I sighed. “Fine, take me to Shaw. Let him check under my hood, too.”
“Why does that sound dirty?” Santa asked.
“Because everything sounds dirty to you,” Mercy said.
Santa grinned. “Not everything.”
“Why are you called Santa?” I asked.
He aimed that grin at me. “Because I know who’s been naughty and who’s been nice.”
I gave him a look.
He did a Boy Scout salute. “Honest.”
“He’s not lying,” Spider of the curly brown hair said.
I waved my hands, as if clearing the air. “Fine, whatever that means. Let’s go.” I started walking toward Grimes, Rocco, Hooper, and my gear.
Mercy called out, loud enough so it would carry, “Tell us, Santa, is Blake naughty or nice?”
I felt something prickle along my back. It made me whirl around and glare at Santa. “I let Cannibal inside my shields; you don’t get in.”

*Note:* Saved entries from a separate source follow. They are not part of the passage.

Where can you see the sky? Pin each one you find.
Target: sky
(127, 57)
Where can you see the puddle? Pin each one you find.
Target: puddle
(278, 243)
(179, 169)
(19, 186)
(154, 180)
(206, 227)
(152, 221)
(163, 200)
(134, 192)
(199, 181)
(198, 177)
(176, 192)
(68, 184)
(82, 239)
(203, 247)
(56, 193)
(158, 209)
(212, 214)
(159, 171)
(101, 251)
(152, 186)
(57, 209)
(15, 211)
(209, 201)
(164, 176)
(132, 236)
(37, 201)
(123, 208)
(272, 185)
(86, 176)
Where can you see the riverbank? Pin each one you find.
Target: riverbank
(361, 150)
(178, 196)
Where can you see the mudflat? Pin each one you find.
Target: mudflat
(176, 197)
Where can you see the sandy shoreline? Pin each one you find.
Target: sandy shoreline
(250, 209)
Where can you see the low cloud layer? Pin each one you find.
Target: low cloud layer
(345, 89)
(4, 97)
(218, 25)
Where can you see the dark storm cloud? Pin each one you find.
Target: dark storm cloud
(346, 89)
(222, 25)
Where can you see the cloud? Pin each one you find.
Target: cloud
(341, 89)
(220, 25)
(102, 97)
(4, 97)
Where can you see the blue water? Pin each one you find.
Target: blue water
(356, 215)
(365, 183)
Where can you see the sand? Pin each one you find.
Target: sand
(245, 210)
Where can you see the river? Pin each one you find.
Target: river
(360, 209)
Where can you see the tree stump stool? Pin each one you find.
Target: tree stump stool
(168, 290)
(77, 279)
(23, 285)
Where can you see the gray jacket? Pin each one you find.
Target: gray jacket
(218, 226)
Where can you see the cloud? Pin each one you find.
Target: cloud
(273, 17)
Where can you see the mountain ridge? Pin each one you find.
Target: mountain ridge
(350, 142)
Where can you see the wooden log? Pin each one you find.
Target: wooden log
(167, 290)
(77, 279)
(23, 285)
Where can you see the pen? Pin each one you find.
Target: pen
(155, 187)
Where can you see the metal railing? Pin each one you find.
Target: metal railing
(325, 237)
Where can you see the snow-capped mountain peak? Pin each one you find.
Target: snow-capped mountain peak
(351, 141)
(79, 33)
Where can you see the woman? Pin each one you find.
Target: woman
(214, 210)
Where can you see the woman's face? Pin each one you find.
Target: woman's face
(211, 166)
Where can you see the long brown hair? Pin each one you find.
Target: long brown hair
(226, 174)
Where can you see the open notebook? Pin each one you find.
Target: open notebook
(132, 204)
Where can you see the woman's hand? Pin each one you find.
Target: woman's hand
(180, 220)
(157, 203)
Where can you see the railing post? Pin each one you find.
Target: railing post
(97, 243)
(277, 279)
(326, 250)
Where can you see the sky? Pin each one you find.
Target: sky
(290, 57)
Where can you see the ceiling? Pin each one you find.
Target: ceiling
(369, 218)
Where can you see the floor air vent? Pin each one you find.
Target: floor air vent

Santa had a look on his face, as if he were hearing things I couldn’t hear. He blinked and looked at me, his eyes a little unfocused, as if he were having to draw himself back from far away. “I can’t get past her shields.”
“Come on, Blake,” Mercy said, “don’t you want to know if you’re naughty or nice?”
“I’m naughty, Mercer, I’ve killed too many people to be nice.” I didn’t wait to see their reaction. I just turned and went for my gear. I’d pack up, and they’d pass me to Sheriff Shaw. Maybe he’d just take Lieutenant Grimes’s word that I was okay, but remembering the look on Shaw’s face as we drove off, I doubted it. I appreciated everyone’s professional caution, but if this kept up, it would be dark before I got to do my job, and I did not want to hunt Vittorio in the dark. He’d mailed me the head of the last vampire hunter who’d tried to kill him; I was betting he’d be happy to cut me up and mail me to someone, too.